Google Takes Mobile Printing Into The Cloud.
Definitely seeing accelerated movement into the Cloud being reported in the news these days! Alongside the likes of Amazon and Sage, for example, Google have not been slow to propel their own engine of change, as it were, with repeated announcements that printing from Google is taking to the Cloud.
This month, CloudPrint has been launched in beta, aimed primarily at mobile documents, which essentially means anywhere or at any time, a document in Google Docs or an email in Gmail can be opened via a mobile browser, ‘Print’ clicked from the drop down menu, and ready to be collected immediately upon arrival.
Driving the realisation that Cloud’s time has come is a combination of converging factors. Faster and wider broadband, cross-platform web technologies enabling multiple access, transfer and storage of unlimited complex data, and the increasing reliance on web channels or virtual platforms as an application resource in order to facilitate a proactive IT requirement.
We have already seen relatively straightforward consumer web based services, from hosted and web email, to online transactions, tax preparation, photo and album creation and today’s linking social networking sites in the continuing development of successful SaaS business applications.
Printing via your mobile represents another tangible example of adaptation to a ‘thin client’ approach to cloud computing, as is readily available via DesktopLive, where a basic monitor screen access to web based software (SaaS) removes the need for physical storage of application drivers and the connecting of hardware to software via a cable.
The end of the physically located desktop has been much talked about in recent times as the smartphone/tablet revolution continues and indeed, the Cloud, as a location-independent communications network is now really becoming better understood across the wider business community.
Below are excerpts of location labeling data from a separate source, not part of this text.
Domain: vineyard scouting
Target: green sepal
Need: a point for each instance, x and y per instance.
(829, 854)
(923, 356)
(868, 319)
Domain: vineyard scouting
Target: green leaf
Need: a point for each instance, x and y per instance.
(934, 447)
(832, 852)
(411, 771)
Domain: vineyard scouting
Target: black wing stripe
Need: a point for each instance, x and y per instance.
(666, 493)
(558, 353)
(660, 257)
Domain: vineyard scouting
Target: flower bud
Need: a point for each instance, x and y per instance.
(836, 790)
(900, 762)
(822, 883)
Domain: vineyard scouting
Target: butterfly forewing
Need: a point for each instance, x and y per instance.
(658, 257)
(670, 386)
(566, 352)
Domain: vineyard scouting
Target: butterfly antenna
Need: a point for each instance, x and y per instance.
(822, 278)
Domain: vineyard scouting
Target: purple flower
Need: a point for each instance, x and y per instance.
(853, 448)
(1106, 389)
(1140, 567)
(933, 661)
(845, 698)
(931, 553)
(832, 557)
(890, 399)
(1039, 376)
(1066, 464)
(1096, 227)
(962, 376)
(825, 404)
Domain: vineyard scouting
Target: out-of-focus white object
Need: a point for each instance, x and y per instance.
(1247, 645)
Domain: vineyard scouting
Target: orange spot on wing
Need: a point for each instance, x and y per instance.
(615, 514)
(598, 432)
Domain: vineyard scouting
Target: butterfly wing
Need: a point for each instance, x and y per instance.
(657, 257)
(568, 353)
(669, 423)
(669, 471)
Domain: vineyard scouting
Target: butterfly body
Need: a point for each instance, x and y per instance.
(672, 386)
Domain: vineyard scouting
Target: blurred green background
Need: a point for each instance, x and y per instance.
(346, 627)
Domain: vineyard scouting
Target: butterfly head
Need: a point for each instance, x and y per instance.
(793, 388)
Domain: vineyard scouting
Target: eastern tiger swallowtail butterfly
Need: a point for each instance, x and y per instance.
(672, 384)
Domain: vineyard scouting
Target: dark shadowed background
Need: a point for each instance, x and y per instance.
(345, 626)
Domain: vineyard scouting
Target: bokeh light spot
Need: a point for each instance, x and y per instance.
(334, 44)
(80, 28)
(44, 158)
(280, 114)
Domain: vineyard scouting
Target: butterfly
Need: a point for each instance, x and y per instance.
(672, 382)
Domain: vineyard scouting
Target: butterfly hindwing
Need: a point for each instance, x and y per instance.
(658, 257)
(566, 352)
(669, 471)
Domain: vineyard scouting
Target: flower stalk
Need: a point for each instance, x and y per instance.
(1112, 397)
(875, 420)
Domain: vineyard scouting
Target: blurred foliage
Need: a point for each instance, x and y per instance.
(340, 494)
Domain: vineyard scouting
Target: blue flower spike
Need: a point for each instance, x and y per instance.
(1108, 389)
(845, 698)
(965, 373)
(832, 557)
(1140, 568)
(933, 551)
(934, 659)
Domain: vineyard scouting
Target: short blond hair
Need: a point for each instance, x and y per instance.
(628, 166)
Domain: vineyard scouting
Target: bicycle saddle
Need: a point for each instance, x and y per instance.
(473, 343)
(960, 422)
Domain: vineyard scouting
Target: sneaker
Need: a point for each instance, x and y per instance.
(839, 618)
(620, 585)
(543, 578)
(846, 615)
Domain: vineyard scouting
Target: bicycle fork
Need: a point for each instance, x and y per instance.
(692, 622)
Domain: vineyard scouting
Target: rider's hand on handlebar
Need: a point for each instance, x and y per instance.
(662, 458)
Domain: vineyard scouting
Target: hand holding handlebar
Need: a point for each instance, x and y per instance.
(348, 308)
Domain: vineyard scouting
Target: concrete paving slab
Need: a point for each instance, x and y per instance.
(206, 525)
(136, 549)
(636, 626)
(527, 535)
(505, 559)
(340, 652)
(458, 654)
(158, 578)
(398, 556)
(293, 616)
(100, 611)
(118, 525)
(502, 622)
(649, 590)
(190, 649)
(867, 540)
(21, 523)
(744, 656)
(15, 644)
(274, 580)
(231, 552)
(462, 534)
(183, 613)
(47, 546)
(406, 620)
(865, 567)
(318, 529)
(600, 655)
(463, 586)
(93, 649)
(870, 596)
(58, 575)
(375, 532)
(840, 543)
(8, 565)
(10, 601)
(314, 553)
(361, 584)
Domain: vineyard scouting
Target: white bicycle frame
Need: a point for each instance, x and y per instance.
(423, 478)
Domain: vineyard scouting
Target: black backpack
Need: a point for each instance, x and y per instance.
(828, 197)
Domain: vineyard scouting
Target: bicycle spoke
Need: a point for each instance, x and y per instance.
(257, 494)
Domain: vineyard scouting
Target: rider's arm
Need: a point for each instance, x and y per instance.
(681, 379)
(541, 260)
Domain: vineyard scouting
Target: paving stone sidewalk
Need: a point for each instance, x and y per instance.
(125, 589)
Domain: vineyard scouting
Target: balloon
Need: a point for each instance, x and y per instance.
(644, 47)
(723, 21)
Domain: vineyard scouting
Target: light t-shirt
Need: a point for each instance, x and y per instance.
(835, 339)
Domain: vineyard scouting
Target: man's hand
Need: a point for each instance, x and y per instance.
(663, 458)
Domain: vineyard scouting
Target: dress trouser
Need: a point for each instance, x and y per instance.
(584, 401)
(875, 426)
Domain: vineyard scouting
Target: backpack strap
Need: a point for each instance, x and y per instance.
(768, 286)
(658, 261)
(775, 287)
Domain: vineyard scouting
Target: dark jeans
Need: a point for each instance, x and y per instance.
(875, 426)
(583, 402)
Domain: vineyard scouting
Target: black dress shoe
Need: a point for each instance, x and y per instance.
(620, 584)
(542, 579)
But it’s likely that the static desktop will continue to operate alongside mobile, but increasingly more reliant on cloud based applications as data/media processes accelerate and complexify.
Analysts have predicted that with the arrival of increased high-speed bandwidth, which makes it practical to locate infrastructure remotely, and reacting to the current difficult economic climate, over three quarters of IT managers are said to favour SaaS and will move from a capital expenditure to opt, instead, for outsourcing IT by purchasing 40 per cent of their IT infrastructure as a service.
Gartner forecast that within 2 years, 12 per cent of the global software market will consist of Internet-based forms of SaaS and cloud computing offered by cloud vendors accompanied by intrinsic IT support . In addition, Cloud computing will, by necessity, intensify and enhance frameworks of greater cooperation and collaboration among a geographically-dispersed workforce at multiple locations, including any number of related associates outside a company firewall.
The prevailing consumer adoption of personal forms of cloud computing is inevitably, driving business to migrate to the cloud with adoption rates doubling from 2004 to 2008, with around a fifth of SMEs and a quarter of medium-size companies currently using SaaS.
According to a Gartner 2009 study, “ .. .nearly 90 per cent of organisations surveyed expect to maintain or grow their usage of software as a service (SaaS), citing cost-effectiveness and ease/speed of deployment as primary reasons for adoption.”